In my book-length analysis of Marvel’s Black Widow in print comic books across seven decades, one of the key themes of Natasha Romanov’s characterization is directly stated by Nat in issue 1 of volume 3, by the creative team of Richard K. Morgan and Bill Sienkiewicz: “He’s young—younger than me, anyway. And he’s fast. And he has a knife he knows how to use. But like most men in the end, he underestimates me.”
For current fans of the MCU, Black Widow/Nat as portrayed by Johansson may seem like a much larger character than has been portrayed in the comic books. Marvel has committed to 8 solo-title volumes, although most have been extremely brief. Black Widow has had one 20-issue run, and the critically praised last series, volume 8, only survived 15 issues despite an all-star creative team of women—Kelly Thompson, Elena Casagrande, and Jordie Bellaire.
Superhero comic books and films represent a key tension in pop culture among market forces, fans, and social biases such as sexism.
Theron, I think, is making a valid point that is reflected in Nat’s acknowledgement above; pop culture remains mostly controlled by men—the funders, the creators, and the fan base—who continue to underestimate women as characters and creators.

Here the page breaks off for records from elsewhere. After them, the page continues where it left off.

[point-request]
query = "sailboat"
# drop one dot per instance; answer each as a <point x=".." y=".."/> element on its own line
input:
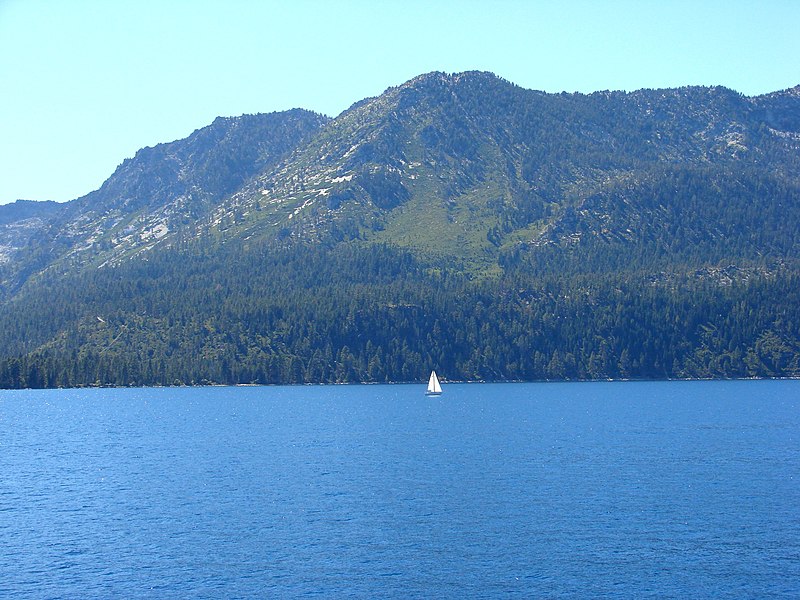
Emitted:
<point x="434" y="389"/>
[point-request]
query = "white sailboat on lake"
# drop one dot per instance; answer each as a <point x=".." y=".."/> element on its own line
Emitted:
<point x="434" y="387"/>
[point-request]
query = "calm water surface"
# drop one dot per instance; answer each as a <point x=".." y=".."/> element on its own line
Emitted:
<point x="516" y="490"/>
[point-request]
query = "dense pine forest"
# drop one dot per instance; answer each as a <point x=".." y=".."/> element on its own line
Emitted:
<point x="356" y="314"/>
<point x="456" y="223"/>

“[T]alked about … Like a Piece of Ass, Really”
Johansson as Black Widow/Nat entered the MCU in Iron Man 2, and with hindsight, it seems to be a huge understatement that Marvel underestimated the power of both Johansson and Black Widow for the Avengers and MCU.
Johansson, in fact, has addressed that Black Widow was hypersexualized:
All of that is related to that move away from the kind of hyper-sexualization of this character and, I mean, you look back at ‘Iron Man 2’ and while it was really fun and had a lot of great moments in it, the character is so sexualized, you know? Really talked about like she’s a piece of something, like a possession or a thing or whatever — like a piece of ass, really. And Tony even refers to her as something like that at one point.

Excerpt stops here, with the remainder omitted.